Copyright Ā© 2011 S. Karger AG, Basel
Although it is clear that genetic, environmental, and immunological factors affect the pathophysiology of the gastrointestinal diseases, recent studies have demonstrated that oxidative stress induced by the infiltration and activation of neutrophils plays a crucial role in the pathophysiology of inflammation of the gastrointestinal tract. Many experimental studies using neutrophil-deficient animals have clearly indicated the important role of neutrophils in the pathogenesis of the gastrointestinal inflammation, including Helicobacter pylori-induced gastritis, gastrointestinal inflammation induced by nonsteroidal anti-inflammatory drugs (NSAIDs) ingestion, and inflammatory bowel disease. The sequence of events in the infiltration and the activation of neutrophils have also been clarified, and some candidates have been proposed as a therapeutic target for these diseases during the last decade.
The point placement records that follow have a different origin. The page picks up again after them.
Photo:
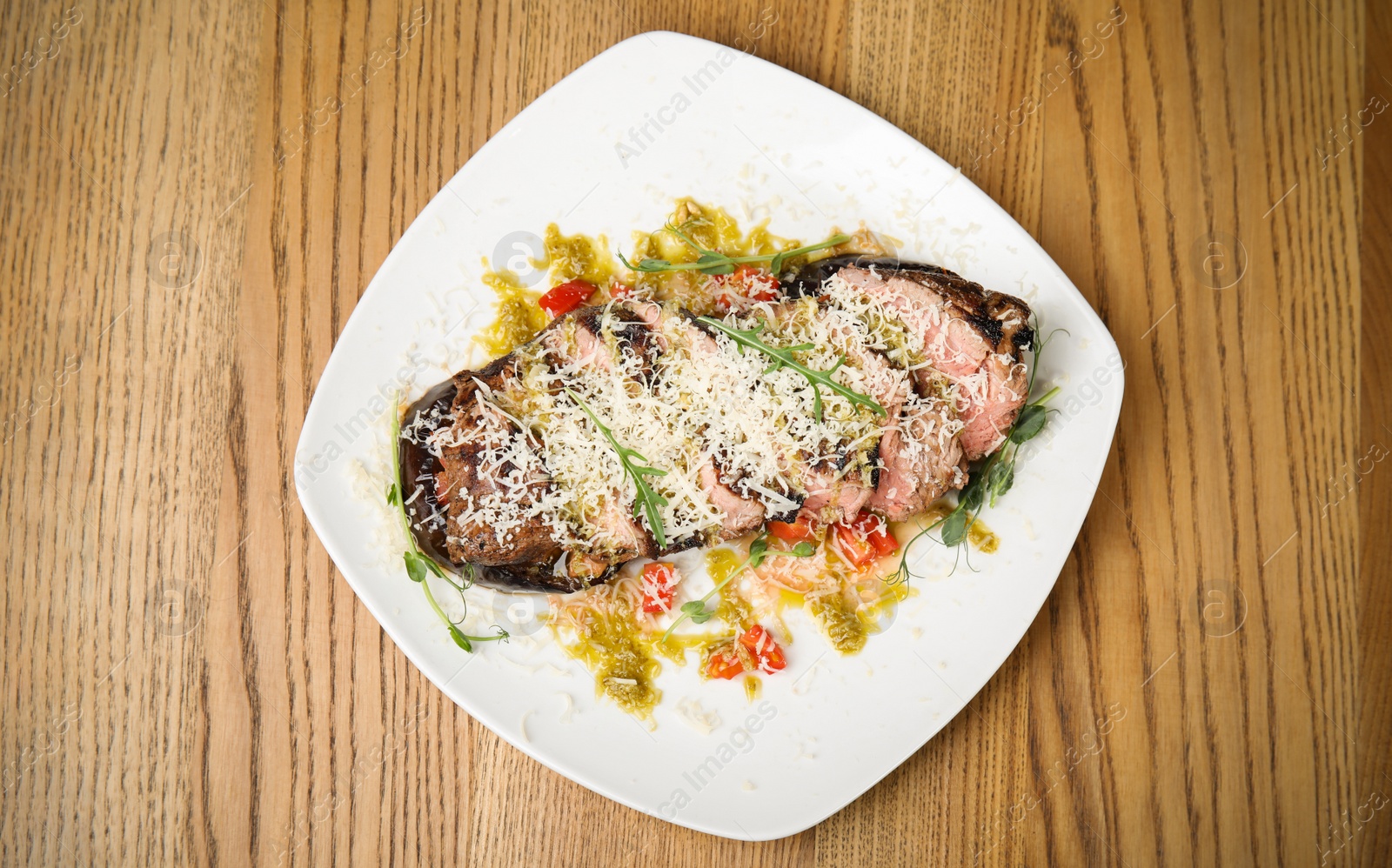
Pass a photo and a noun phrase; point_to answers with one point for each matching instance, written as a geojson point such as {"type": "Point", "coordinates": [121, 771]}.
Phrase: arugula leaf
{"type": "Point", "coordinates": [784, 357]}
{"type": "Point", "coordinates": [414, 566]}
{"type": "Point", "coordinates": [647, 501]}
{"type": "Point", "coordinates": [993, 477]}
{"type": "Point", "coordinates": [419, 564]}
{"type": "Point", "coordinates": [1029, 424]}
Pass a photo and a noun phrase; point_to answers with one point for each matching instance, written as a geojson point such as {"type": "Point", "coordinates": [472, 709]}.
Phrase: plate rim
{"type": "Point", "coordinates": [312, 510]}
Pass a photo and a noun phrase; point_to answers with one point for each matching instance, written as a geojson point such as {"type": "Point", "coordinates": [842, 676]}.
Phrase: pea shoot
{"type": "Point", "coordinates": [419, 564]}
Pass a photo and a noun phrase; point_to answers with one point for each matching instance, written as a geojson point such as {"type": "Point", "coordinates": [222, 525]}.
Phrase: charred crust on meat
{"type": "Point", "coordinates": [415, 462]}
{"type": "Point", "coordinates": [793, 513]}
{"type": "Point", "coordinates": [1001, 319]}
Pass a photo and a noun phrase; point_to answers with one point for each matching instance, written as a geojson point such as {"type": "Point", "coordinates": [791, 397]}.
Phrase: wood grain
{"type": "Point", "coordinates": [188, 680]}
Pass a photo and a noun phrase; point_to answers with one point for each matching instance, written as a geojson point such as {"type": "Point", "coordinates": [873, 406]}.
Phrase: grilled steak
{"type": "Point", "coordinates": [526, 469]}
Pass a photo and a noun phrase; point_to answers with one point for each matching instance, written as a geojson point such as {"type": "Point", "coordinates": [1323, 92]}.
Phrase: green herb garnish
{"type": "Point", "coordinates": [759, 551]}
{"type": "Point", "coordinates": [647, 501]}
{"type": "Point", "coordinates": [710, 262]}
{"type": "Point", "coordinates": [419, 564]}
{"type": "Point", "coordinates": [783, 357]}
{"type": "Point", "coordinates": [993, 477]}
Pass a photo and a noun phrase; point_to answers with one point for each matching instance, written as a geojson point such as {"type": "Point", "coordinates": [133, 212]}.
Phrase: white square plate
{"type": "Point", "coordinates": [606, 150]}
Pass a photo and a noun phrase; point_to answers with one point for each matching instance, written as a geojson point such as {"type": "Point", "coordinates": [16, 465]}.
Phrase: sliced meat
{"type": "Point", "coordinates": [741, 515]}
{"type": "Point", "coordinates": [473, 462]}
{"type": "Point", "coordinates": [920, 459]}
{"type": "Point", "coordinates": [972, 336]}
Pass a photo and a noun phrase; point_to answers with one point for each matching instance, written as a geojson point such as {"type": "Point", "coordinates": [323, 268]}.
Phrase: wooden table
{"type": "Point", "coordinates": [188, 680]}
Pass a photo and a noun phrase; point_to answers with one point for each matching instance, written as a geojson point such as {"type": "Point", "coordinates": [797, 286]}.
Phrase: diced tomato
{"type": "Point", "coordinates": [756, 283]}
{"type": "Point", "coordinates": [877, 531]}
{"type": "Point", "coordinates": [726, 665]}
{"type": "Point", "coordinates": [567, 297]}
{"type": "Point", "coordinates": [443, 492]}
{"type": "Point", "coordinates": [853, 547]}
{"type": "Point", "coordinates": [802, 531]}
{"type": "Point", "coordinates": [745, 284]}
{"type": "Point", "coordinates": [763, 649]}
{"type": "Point", "coordinates": [659, 586]}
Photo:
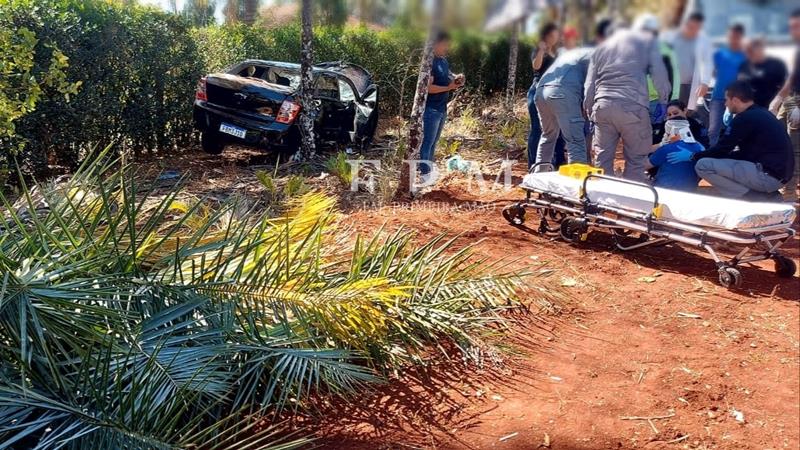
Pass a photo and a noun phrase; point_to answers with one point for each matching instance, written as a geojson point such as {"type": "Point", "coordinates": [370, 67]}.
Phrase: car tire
{"type": "Point", "coordinates": [369, 135]}
{"type": "Point", "coordinates": [211, 143]}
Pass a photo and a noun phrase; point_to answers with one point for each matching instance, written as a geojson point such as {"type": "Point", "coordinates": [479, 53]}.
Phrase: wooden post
{"type": "Point", "coordinates": [308, 108]}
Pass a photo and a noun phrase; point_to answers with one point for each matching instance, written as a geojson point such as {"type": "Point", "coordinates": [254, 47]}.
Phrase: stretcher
{"type": "Point", "coordinates": [577, 199]}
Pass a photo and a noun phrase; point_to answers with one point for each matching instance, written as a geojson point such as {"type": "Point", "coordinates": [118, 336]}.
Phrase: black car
{"type": "Point", "coordinates": [255, 103]}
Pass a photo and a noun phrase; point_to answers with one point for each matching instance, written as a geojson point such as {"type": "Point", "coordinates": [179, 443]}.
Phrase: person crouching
{"type": "Point", "coordinates": [681, 175]}
{"type": "Point", "coordinates": [751, 161]}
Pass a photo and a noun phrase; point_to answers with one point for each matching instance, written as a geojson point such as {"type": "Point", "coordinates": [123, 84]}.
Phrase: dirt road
{"type": "Point", "coordinates": [650, 334]}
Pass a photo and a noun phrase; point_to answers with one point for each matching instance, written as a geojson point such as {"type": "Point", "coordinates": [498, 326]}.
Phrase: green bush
{"type": "Point", "coordinates": [137, 68]}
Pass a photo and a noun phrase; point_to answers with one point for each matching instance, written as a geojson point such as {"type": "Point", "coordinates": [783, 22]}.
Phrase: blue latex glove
{"type": "Point", "coordinates": [679, 157]}
{"type": "Point", "coordinates": [659, 113]}
{"type": "Point", "coordinates": [727, 118]}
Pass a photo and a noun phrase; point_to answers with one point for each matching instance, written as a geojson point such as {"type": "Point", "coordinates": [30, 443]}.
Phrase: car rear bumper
{"type": "Point", "coordinates": [260, 133]}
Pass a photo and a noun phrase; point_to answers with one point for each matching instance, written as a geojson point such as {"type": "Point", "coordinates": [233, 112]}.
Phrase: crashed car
{"type": "Point", "coordinates": [256, 103]}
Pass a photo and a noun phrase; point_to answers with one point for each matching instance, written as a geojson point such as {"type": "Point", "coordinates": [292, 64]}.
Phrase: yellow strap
{"type": "Point", "coordinates": [658, 211]}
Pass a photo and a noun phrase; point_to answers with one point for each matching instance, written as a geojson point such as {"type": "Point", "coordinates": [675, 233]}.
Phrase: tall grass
{"type": "Point", "coordinates": [136, 319]}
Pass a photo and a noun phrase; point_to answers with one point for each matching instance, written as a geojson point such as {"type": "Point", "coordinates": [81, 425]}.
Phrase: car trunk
{"type": "Point", "coordinates": [246, 95]}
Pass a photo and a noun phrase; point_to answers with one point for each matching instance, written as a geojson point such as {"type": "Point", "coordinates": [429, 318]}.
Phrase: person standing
{"type": "Point", "coordinates": [765, 74]}
{"type": "Point", "coordinates": [617, 100]}
{"type": "Point", "coordinates": [786, 106]}
{"type": "Point", "coordinates": [753, 159]}
{"type": "Point", "coordinates": [442, 81]}
{"type": "Point", "coordinates": [649, 22]}
{"type": "Point", "coordinates": [542, 58]}
{"type": "Point", "coordinates": [727, 61]}
{"type": "Point", "coordinates": [559, 99]}
{"type": "Point", "coordinates": [571, 38]}
{"type": "Point", "coordinates": [694, 52]}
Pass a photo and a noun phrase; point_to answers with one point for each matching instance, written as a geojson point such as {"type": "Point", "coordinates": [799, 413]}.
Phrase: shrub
{"type": "Point", "coordinates": [137, 68]}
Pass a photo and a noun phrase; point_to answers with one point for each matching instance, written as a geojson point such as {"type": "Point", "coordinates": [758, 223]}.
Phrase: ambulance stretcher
{"type": "Point", "coordinates": [578, 197]}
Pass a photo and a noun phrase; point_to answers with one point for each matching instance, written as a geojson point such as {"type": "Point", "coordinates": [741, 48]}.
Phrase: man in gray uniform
{"type": "Point", "coordinates": [617, 101]}
{"type": "Point", "coordinates": [559, 101]}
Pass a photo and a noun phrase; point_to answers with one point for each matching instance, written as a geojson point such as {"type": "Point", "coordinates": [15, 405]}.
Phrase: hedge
{"type": "Point", "coordinates": [138, 66]}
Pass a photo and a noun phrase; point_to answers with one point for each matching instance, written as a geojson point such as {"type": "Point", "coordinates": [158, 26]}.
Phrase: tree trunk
{"type": "Point", "coordinates": [512, 66]}
{"type": "Point", "coordinates": [307, 107]}
{"type": "Point", "coordinates": [420, 98]}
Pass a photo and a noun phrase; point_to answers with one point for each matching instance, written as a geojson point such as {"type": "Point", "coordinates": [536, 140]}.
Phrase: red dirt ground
{"type": "Point", "coordinates": [676, 345]}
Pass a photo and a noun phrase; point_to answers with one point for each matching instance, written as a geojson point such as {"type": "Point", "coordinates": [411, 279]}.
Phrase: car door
{"type": "Point", "coordinates": [337, 109]}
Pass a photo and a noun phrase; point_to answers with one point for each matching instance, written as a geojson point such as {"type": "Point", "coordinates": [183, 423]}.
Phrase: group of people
{"type": "Point", "coordinates": [643, 87]}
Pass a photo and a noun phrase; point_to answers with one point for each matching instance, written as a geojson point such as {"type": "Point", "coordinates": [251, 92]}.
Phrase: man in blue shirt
{"type": "Point", "coordinates": [679, 176]}
{"type": "Point", "coordinates": [727, 61]}
{"type": "Point", "coordinates": [442, 81]}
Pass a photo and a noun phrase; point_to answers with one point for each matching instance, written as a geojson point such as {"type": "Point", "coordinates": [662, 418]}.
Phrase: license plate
{"type": "Point", "coordinates": [232, 130]}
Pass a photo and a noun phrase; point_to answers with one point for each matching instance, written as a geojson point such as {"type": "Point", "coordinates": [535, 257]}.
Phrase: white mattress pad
{"type": "Point", "coordinates": [691, 208]}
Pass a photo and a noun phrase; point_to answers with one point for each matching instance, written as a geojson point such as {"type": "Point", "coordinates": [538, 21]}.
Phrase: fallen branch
{"type": "Point", "coordinates": [647, 418]}
{"type": "Point", "coordinates": [678, 440]}
{"type": "Point", "coordinates": [505, 438]}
More importantly in the clinical field, several studies have showed that granulocyte adsorptive apheresis therapy could induce the remission stage especially in patients with ulcerative colitis and Crohn's disease. Here, we review recent advances in molecular mediators of the infiltration and activation of neutrophils in gastrointestinal inflammatory disease.
Fig. 1. Neutrophil-endothelial interaction mediated by adhesion molecules and chemical mediators. PAF = Platelet activating factor; PECAM-1 = platelet endothelial adhesion molecule 1; fMLP = N-formyl methionyl phenylalanine; LTC4 = leukotriene C4.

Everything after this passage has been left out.